A obra apresenta, portanto, uma articulação de territorialidades nordestinas e engajamentos afetivos em torno da violência como uma ferramenta de resistência, tanto territorial quanto simbólica. Além de destacar um sertão que escapa da visibilidade exclusiva da terra seca e rachada, Bacurau reforça a relação entre esses anti-heróis e a comunidade. Momento que marca essa aliança está na chegada de Lunga, sendo aplaudido por parte das pessoas, ainda que com certo respeito e estranhamento. Destacamos ainda outro momento em que a articulação cangaço e resistência violenta daqueles que tem poucas condições é apresentada. Durante o filme, o museu da cidade é citado ou tem sua fachada mostrada, sem entrar em detalhes dos elementos presentes ali. Já no confronto final entre a comunidade e os estrangeiros, temos uma cena em que Lunga e outros parceiros montam uma armadilha dentro do museu, já que lá estão presentes armas e outros apetrechos dos cangaceiros de um tempo passado. São com essas armas que Lunga e a cidade resiste, sendo o cangaço o principal elemento do Museu de Bacurau.
Bibliografia
- ALBUQUERQUE JR, Durval Muniz de. A Invenção do Nordeste e Outras Artes. 4a. Ed. rev. São Paulo: Cortez, 2011.

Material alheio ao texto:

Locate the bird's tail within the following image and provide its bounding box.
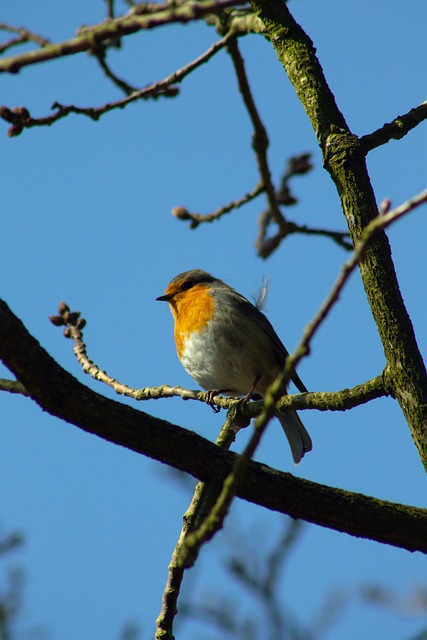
[275,411,313,464]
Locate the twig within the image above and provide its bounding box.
[279,189,427,384]
[227,37,286,229]
[0,0,245,73]
[360,101,427,153]
[255,216,353,258]
[155,413,241,640]
[172,183,264,229]
[47,302,390,419]
[169,189,427,576]
[0,22,50,54]
[0,36,232,137]
[0,378,29,396]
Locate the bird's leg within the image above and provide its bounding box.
[205,389,228,413]
[242,373,261,403]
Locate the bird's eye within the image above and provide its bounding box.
[181,280,194,291]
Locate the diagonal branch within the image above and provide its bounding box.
[251,0,427,471]
[0,0,245,73]
[0,301,427,553]
[0,36,232,137]
[227,38,286,230]
[360,101,427,153]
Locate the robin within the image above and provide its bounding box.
[157,269,312,464]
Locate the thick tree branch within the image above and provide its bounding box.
[251,0,427,470]
[0,301,427,553]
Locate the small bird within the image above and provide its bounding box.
[156,269,313,464]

GROSSBERG, Lawrence. Cultural Studies in the Future Tense, Durhan and London: Duke University Press, 2010.
HAESBAERT, Rogério. Viver no limite: território e multi/transterritorialidade em tempos de in-segurança e contenção. Rio de Janeiro: Bertrand, 2014.
GOMES, Itania; LEAL, Bruno. Catástrofe como figura de historicidade: um gesto conceitual, metodológico e político de instabilização do tempo. In: Jussara Maia; Rachel Bertol; Flávio Valle; Nuno Manna. (Org.). Catástrofes e crises do tempo: historicidades dos processos comunicacionais. 1ed.Belo Horizonte: Fafich/Selo PPGCOM/UFMG, 2020, v. 1, p. 31-52.
VARJÃO, Thiago de Brito; OLIVEIRA, Kate Constantino. Literatura e Cinema: O Cordel e o Cinema como inventores do mito do Cangaço. Revista de Estudos de Cultura, São Cristóvão, v. 9, n. 22, p. 165–176, 2023.